My mother wrote 100 pages of memoir when I was in high school.  She was far into the entangled bramble of a mental illness diagnosis, that I feel did her and our family more harm than help. I do not need a degree in psychology (which I have), nor extensive training in diagnosis (which I am undergoing), to know that repressed memories can turn into monsters that can take on a life of their own. Her memories are mysteries to me, hard to comprehend and even more difficult to corroborate because she was so young. The abuse that was real was warped by a tale her therapist spun with her that both rewarded my mother's narcissim and excused her own abusive behaviors.   I believe her mother was selfish and cruel, and when I read some pages of my mother's writing, one thing that was certain was the darkness of her world, the pain thick and the lies searing with poison.  My mother will always be something of a caged tiger to me, held back by her devotion to what is right, but always capable of a ferocity that she is neither willing or capable of controlling.
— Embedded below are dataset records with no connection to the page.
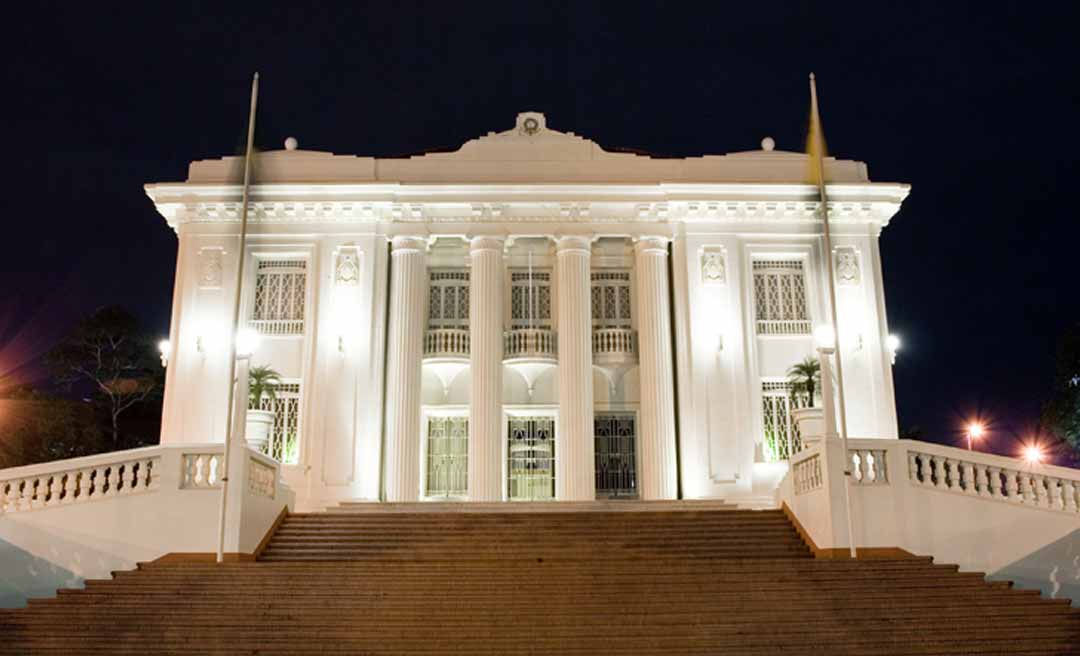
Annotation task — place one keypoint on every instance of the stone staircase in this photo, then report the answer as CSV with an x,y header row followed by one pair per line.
x,y
556,578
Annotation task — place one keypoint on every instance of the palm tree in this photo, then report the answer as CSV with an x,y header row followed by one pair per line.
x,y
262,383
805,378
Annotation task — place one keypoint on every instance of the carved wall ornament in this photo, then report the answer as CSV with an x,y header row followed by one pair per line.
x,y
347,269
714,269
847,266
210,268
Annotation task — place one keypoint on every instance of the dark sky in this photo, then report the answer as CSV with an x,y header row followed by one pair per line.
x,y
974,105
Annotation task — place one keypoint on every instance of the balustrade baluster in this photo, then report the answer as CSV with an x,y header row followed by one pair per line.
x,y
983,481
1012,485
953,473
113,480
1027,491
969,479
1069,492
1055,493
1041,496
55,486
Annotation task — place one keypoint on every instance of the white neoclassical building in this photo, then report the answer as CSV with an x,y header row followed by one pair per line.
x,y
530,317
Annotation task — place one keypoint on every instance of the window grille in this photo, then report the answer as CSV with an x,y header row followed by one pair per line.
x,y
530,299
447,456
610,299
280,289
780,297
531,458
284,443
448,298
781,433
616,455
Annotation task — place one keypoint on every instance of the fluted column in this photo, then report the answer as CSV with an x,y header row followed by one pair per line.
x,y
657,431
485,362
408,283
575,476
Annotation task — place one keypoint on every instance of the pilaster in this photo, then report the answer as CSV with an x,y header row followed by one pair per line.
x,y
575,476
485,360
408,282
657,433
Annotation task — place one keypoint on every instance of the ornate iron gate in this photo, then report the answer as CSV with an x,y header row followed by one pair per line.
x,y
531,464
616,451
447,456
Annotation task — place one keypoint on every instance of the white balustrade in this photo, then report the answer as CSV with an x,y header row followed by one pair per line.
x,y
446,343
201,470
66,482
976,478
529,343
615,342
868,466
807,474
278,326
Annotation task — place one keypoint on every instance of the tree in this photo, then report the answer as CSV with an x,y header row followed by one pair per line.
x,y
1061,414
805,378
110,358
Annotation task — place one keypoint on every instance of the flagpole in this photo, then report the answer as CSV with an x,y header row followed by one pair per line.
x,y
819,145
235,320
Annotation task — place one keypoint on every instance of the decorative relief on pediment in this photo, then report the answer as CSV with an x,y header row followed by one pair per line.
x,y
714,267
347,267
847,266
210,268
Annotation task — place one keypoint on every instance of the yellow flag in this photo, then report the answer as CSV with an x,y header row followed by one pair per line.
x,y
815,141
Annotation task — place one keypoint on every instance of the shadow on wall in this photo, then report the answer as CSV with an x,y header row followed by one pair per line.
x,y
26,576
1053,570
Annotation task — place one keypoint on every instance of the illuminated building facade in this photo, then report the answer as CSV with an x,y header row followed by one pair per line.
x,y
529,317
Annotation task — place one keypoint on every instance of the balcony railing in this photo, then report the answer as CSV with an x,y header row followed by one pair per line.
x,y
530,343
783,328
446,343
615,343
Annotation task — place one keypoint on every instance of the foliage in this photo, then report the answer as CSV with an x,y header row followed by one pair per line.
x,y
108,356
41,429
1061,414
262,382
805,378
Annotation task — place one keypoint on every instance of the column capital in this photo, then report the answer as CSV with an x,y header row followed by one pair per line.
x,y
408,243
486,242
574,243
652,244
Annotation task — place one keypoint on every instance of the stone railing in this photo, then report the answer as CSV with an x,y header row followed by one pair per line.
x,y
615,342
868,465
995,478
806,473
201,470
446,343
278,326
783,328
530,343
80,480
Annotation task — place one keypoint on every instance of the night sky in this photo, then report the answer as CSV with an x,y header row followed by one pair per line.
x,y
974,105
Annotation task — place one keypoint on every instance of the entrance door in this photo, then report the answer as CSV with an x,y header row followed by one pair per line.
x,y
615,436
447,456
531,458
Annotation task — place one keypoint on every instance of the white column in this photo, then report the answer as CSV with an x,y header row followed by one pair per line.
x,y
485,362
657,430
408,283
575,467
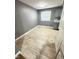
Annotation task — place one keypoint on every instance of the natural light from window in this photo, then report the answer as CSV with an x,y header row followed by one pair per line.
x,y
45,15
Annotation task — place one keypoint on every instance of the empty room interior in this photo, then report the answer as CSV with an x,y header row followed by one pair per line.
x,y
39,29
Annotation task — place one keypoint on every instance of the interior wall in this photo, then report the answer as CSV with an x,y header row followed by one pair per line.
x,y
25,18
55,12
59,41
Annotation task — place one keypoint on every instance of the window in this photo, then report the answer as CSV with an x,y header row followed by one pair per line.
x,y
45,15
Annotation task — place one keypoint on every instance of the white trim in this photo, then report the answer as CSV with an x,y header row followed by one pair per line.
x,y
17,54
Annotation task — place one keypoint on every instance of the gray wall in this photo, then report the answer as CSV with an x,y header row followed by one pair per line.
x,y
25,18
54,13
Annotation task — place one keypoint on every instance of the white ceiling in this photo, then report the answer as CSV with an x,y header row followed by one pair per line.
x,y
42,4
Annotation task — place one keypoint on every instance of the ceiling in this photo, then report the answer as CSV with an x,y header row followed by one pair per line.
x,y
42,4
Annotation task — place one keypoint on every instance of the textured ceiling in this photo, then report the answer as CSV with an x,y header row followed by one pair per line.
x,y
42,4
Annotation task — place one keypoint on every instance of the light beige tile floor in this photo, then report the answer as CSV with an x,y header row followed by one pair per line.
x,y
39,44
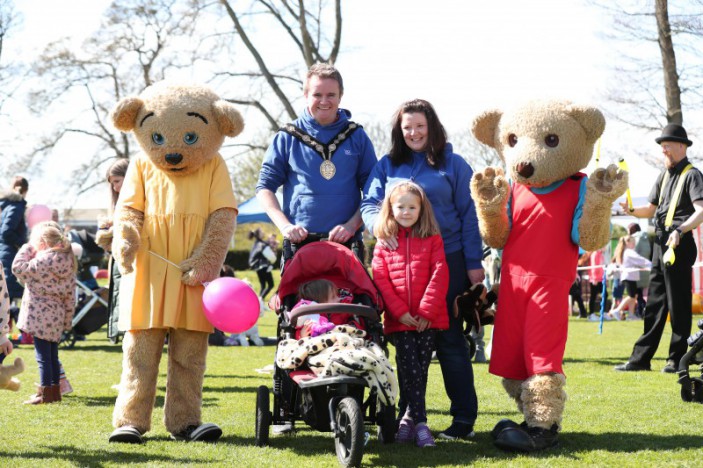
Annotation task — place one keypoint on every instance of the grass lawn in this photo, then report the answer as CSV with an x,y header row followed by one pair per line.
x,y
624,419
I fear her retaliation if I speak the truth, I really do. And there is the dilemma of my writing, which I legitimately love to do for its own sake.  I wonder sometimes if my skill is a match for the complexity of my history, if my own heart can handle the beat down of creating a work that liberates myself and others.  


Poets I aspire write like: Marie Howe, Louis Gluck, Rupi Kaar, have approached the secrets you are not supposed to tell in ways that feel like art and not just expose.  I am trying to avoid the kind of attention that would turn me into a meme, while not letting the stories of my life be lost in some literary enclave. So much of my battle to write is the battle of my life, to believe that my voice matters, to say the dangerous things I need to say.